Exploring a gene in Plasmodium falciparum

  1. Find the Plasmodium falciparum PF3D7_1145400 gene on Ensembl Protists. On which strand is this gene located? What are the coordinates of the gene?

  2. How long is its transcript (in bp)? How long is the protein it encodes? How many exons does it have?

  3. What is the Uniprot ID that maps to the translation of this transcript?

  4. What are the GO:Biological process(es) associated with PF3D7_1145400?

  1. Go to the Ensembl Protists homepage. Select Plasmodium falciparum from the species list and type PF3D7_1145400 in the search box. Click Go. Click on PF3D7_1145400 in the search results.

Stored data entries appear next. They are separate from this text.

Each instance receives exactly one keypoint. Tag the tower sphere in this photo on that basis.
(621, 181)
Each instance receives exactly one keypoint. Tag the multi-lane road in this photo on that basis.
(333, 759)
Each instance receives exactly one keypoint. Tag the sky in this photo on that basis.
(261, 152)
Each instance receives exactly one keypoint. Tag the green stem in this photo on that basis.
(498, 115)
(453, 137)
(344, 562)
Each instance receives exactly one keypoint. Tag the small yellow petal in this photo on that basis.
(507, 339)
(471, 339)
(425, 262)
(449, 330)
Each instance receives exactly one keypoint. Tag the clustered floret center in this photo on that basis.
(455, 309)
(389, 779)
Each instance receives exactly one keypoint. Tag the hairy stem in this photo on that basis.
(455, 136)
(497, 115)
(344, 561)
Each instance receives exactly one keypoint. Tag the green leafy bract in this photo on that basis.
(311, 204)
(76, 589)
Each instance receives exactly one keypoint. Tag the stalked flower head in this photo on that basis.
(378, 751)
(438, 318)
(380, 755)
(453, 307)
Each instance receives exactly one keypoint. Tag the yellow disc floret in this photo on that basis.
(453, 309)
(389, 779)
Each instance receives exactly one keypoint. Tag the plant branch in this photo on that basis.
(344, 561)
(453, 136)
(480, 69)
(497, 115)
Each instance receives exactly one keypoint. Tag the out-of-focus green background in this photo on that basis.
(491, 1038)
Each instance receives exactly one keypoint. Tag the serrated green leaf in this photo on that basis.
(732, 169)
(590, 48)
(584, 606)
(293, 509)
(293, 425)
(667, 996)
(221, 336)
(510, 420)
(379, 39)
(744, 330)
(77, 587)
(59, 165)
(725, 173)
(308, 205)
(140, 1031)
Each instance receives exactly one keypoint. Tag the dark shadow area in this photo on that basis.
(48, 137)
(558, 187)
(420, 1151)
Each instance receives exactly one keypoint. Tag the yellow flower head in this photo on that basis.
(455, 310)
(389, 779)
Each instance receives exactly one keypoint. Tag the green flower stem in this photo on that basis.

You can find the strand orientation and coordinates in the gene Summary page.

    PF3D7_1145400 is located on the reverse strand of chromosome 11 between 1,800,544 and 1,803,550.

  2. Click on Show transcript table.

    The transcript is 2,514 base pairs and the length of the encoded protein is 837 amino acids.

    Click on the transcript ID CZT99117 in the transcript table.

    It has four exons.

  3. You can find this information in a number of places: the transcript table, External references on the Gene tab or General identifiers on the Transcript tab.

    The UniProt ID that maps to protein encoded by the PF3D7_1145400 transcript is Q8IHR4.

  4. Click on GO: Biological process in the side menu of the Gene tab.

    The PF3D7_1145400 gene is involved in mitochondrial fission.